Hot tub tranquility in the winter

Spa Care in the Winter: Everything you need to know to take care of your hot tub as the temperature drops

Hot tub tranquility in the winter
Enjoy any time of day or weather in a hot tub

While it may seem counterintuitive to go outside and get in a body of water in the middle of winter, a hot tub in freezing temperatures can be a rewarding and relaxing treat! But there are several things you need to know, especially if this is your first time caring for a spa in winter. Spa Care always seems daunting at first, but just like the initial learning curve for sanitizing and balancing your spa, once you’ve experienced the bliss of soaking in a hot tub in winter, it won’t seem so challenging.

Winterizing your Spa

If you really won’t be using your spa during the winter, either because of inclement weather or due to travel plans, there is still an important spa care step to take before the cold sets in: Winterization.

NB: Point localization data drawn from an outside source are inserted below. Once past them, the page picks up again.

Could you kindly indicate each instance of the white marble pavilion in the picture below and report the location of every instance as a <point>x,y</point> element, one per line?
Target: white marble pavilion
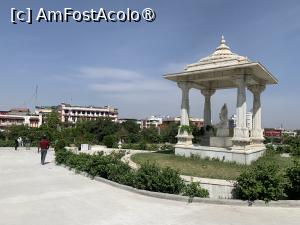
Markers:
<point>221,70</point>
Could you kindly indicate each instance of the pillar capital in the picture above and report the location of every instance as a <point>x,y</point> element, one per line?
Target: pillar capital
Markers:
<point>257,88</point>
<point>184,85</point>
<point>208,92</point>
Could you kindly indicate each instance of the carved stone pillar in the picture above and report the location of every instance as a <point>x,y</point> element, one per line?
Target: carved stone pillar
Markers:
<point>241,132</point>
<point>183,136</point>
<point>207,93</point>
<point>257,131</point>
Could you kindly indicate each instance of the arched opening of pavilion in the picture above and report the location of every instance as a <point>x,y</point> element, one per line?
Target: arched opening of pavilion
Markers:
<point>222,70</point>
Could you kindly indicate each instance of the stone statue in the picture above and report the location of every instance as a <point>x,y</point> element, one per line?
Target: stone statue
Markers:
<point>222,126</point>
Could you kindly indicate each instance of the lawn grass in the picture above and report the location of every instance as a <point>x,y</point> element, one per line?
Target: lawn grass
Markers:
<point>204,167</point>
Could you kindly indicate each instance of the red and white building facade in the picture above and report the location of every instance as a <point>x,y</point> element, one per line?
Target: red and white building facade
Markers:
<point>73,114</point>
<point>18,116</point>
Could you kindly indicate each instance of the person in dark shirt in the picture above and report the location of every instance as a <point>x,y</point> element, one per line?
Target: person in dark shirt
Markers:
<point>44,146</point>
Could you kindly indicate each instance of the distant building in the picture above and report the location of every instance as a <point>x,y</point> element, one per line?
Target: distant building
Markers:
<point>18,116</point>
<point>249,121</point>
<point>195,121</point>
<point>273,132</point>
<point>137,121</point>
<point>289,133</point>
<point>73,114</point>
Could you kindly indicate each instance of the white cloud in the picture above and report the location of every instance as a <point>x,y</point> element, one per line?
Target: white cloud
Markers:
<point>108,73</point>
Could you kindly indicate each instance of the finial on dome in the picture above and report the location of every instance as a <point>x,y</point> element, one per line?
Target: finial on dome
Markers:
<point>223,40</point>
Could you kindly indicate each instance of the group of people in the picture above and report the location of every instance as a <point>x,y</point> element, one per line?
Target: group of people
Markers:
<point>43,146</point>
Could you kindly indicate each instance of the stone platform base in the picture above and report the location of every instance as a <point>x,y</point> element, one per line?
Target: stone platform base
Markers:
<point>221,142</point>
<point>239,156</point>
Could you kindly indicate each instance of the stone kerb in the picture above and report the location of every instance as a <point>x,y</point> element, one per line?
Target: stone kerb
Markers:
<point>233,202</point>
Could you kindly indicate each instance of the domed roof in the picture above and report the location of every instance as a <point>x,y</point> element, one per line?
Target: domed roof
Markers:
<point>222,56</point>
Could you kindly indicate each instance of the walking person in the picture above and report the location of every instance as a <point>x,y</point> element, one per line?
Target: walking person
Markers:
<point>16,144</point>
<point>44,146</point>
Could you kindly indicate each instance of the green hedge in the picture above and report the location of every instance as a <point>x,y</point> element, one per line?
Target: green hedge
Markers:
<point>266,182</point>
<point>293,181</point>
<point>7,143</point>
<point>148,177</point>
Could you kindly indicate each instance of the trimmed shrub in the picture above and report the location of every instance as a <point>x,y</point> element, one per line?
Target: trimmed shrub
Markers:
<point>109,141</point>
<point>293,181</point>
<point>7,143</point>
<point>121,173</point>
<point>194,189</point>
<point>152,178</point>
<point>264,182</point>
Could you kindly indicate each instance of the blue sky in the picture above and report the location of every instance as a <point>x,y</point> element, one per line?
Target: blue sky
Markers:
<point>121,64</point>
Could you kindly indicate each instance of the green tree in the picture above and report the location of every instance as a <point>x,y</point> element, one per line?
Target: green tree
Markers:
<point>169,133</point>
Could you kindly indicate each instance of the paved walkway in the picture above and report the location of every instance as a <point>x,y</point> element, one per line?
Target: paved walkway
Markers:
<point>31,194</point>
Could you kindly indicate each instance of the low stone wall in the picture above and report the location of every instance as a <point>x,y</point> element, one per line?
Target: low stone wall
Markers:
<point>218,189</point>
<point>259,203</point>
<point>238,156</point>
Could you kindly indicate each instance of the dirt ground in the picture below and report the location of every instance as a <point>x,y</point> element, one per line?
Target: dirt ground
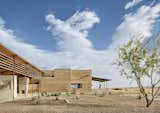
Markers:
<point>81,104</point>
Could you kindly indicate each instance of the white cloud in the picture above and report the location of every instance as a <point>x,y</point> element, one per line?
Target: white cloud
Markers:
<point>76,49</point>
<point>72,34</point>
<point>132,3</point>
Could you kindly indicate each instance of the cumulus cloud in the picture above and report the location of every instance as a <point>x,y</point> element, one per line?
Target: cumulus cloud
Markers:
<point>73,30</point>
<point>132,3</point>
<point>75,47</point>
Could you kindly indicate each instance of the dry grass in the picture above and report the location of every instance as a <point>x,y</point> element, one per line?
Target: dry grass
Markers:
<point>113,103</point>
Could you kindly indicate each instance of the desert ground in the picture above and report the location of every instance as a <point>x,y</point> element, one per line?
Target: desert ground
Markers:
<point>112,101</point>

Winterization is the process of protecting an empty spa from freezing. If you will not be using the hot tub or will be away and unable to perform the required regular spa care routine of sanitizing and balancing your spa, you will need to drain the tub and fill the lines with antifreeze. Removing all the water from the lines of your spa’s plumping is impossible, and even a little water can result in disastrous and costly freezing damage.

Any time a spa will be empty for any length of time in below-freezing temperatures, it must be adequately winterized.

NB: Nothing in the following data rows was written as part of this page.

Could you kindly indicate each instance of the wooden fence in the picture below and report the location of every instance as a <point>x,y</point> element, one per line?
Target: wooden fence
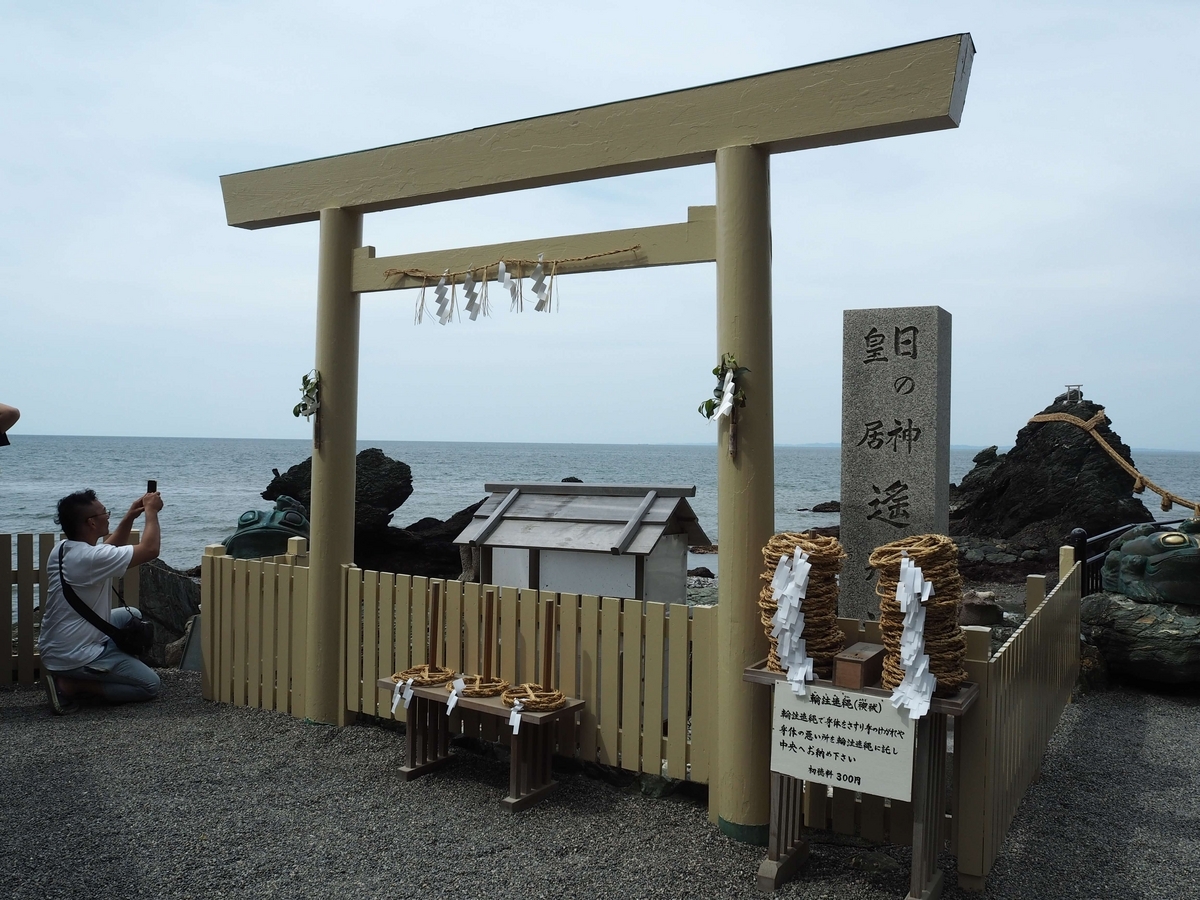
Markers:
<point>253,631</point>
<point>637,665</point>
<point>996,748</point>
<point>23,580</point>
<point>652,709</point>
<point>639,712</point>
<point>1023,691</point>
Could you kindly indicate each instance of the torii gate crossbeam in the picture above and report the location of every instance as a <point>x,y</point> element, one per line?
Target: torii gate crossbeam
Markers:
<point>736,125</point>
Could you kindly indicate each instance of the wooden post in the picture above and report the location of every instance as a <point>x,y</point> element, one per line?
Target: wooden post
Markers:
<point>435,623</point>
<point>489,635</point>
<point>745,492</point>
<point>1067,561</point>
<point>547,643</point>
<point>331,537</point>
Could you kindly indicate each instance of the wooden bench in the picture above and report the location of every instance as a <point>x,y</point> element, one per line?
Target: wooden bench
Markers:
<point>429,741</point>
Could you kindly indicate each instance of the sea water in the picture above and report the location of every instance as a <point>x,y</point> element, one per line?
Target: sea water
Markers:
<point>208,483</point>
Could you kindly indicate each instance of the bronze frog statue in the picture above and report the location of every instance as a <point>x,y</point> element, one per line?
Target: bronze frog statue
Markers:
<point>1156,564</point>
<point>265,533</point>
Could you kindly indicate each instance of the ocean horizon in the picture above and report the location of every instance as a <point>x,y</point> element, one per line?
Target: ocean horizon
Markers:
<point>208,483</point>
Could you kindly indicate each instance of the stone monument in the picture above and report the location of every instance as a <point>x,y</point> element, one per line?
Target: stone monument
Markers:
<point>895,437</point>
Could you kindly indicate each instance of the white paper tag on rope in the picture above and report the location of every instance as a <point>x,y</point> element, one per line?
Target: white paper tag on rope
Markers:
<point>459,685</point>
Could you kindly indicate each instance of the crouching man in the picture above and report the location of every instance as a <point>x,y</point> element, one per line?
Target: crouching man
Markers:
<point>78,660</point>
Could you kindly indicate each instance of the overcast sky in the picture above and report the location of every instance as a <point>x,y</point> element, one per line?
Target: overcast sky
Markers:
<point>1059,225</point>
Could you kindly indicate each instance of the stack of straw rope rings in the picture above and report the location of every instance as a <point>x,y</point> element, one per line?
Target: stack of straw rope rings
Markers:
<point>823,639</point>
<point>534,697</point>
<point>425,676</point>
<point>480,687</point>
<point>945,642</point>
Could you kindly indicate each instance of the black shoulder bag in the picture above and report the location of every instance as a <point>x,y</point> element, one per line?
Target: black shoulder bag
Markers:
<point>135,637</point>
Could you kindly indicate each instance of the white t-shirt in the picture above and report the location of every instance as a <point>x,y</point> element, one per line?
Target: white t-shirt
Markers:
<point>67,640</point>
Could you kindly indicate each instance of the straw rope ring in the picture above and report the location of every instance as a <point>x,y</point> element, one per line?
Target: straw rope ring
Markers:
<point>480,687</point>
<point>823,639</point>
<point>534,697</point>
<point>946,645</point>
<point>425,676</point>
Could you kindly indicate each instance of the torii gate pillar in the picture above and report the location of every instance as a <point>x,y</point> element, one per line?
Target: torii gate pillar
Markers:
<point>745,491</point>
<point>333,463</point>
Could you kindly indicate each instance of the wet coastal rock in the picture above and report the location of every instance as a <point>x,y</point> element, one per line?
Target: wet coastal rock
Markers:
<point>1056,478</point>
<point>1157,642</point>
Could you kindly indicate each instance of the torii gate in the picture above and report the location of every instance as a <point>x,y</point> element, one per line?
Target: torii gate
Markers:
<point>738,125</point>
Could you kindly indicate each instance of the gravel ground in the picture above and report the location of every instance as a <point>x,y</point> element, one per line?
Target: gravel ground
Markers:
<point>186,798</point>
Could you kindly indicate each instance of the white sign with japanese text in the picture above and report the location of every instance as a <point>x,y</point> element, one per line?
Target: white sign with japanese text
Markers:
<point>845,738</point>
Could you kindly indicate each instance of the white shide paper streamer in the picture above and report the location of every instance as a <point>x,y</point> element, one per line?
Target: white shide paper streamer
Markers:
<point>539,287</point>
<point>471,292</point>
<point>459,685</point>
<point>916,690</point>
<point>787,589</point>
<point>508,282</point>
<point>726,406</point>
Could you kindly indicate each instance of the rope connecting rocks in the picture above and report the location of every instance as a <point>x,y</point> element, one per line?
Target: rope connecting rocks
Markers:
<point>823,639</point>
<point>945,642</point>
<point>1140,483</point>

If you plan to be away or empty your tub this winter, call us and ask about our winterization rates!

Wintertime Water Changes

But if the spa cannot be empty for any lengthy time, how are you supposed to keep up with your required water changes? Because of the risk of freezing, we recommend avoiding water changes in the coldest months of January and February. Schedule a water change in the early weeks of December when the weather is relatively warm and sunny. A water change in Late March / Early April (when the weather warms), a change in June, and a change in September.

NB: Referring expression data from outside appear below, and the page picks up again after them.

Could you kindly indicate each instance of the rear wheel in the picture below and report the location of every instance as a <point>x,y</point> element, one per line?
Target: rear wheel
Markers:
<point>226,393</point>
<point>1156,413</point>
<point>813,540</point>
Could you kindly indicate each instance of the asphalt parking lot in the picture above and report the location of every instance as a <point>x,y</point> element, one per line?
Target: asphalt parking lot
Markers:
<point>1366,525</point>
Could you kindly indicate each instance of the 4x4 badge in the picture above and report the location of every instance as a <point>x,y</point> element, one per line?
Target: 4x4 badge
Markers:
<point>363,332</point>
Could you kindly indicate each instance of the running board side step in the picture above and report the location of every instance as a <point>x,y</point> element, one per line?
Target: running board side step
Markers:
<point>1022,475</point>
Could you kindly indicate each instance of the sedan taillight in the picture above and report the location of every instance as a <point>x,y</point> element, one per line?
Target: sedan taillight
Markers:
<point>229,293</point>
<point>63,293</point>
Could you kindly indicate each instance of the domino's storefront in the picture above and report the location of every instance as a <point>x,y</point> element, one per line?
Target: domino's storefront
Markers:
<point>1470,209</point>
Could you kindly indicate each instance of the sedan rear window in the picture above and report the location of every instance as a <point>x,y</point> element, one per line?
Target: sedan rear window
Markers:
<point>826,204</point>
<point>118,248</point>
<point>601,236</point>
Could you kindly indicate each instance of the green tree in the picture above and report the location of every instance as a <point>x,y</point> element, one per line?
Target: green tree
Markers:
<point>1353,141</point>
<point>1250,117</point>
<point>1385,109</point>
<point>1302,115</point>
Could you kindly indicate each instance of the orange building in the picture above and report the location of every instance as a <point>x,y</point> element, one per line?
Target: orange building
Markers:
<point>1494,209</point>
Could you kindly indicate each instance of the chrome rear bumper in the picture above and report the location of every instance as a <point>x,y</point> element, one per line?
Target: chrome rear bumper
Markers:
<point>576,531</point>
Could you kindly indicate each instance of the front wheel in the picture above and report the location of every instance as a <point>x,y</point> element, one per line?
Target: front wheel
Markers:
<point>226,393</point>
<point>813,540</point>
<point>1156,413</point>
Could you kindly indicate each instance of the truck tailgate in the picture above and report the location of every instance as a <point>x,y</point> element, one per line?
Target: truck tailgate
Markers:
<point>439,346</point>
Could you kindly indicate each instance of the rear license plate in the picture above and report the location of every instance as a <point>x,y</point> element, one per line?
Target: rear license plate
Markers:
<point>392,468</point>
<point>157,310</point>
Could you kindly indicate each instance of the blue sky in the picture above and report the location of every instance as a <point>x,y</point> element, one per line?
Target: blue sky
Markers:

Depending on your use, you may need to change your water more often, but a good rule of thumb is 3 – 4 months between water changes.

If you find yourself in the middle of winter and need a water change, you must pay close attention to the weather. Find a day or a few days where the temperature will stay above freezing for at least 24 hours: to give you enough time to clean, drain, and refill the tub and allow the water to move through the system and begin to heat up before the temperature drops back down.

Don’t forget to grab a bottle of Metal Gon for your refill! The sequestering agent is key to preserving the lifespan of your spa and components, helping you save money and avoid costly repairs in the long run.

How to Avoid Freezing

Sometimes no matter how prepared we are, disaster strikes. If you encounter an issue with your spa in the winter, do not turn off the hot tub unless directed by a service tech. Moving water is much more resistant to freezing than water sitting in your plumbing.

If your spa stops circulating below-freezing temperatures, you must call for service immediately! Letting the spa water sit still at any time increases the risk of damage to the plumping. While you wait for help to arrive, however, there are a few steps you can take to help preserve the warmth in your spa:

  • Leave the cover on to keep the water warm.
  • Take a small ceramic space heater and place it directly in or beside the spa’s pack area. Remove the main side panel that covers your spa pump and controls, and point the space heater into this area: to help prevent the residual water from freezing in the plumping while you wait for service!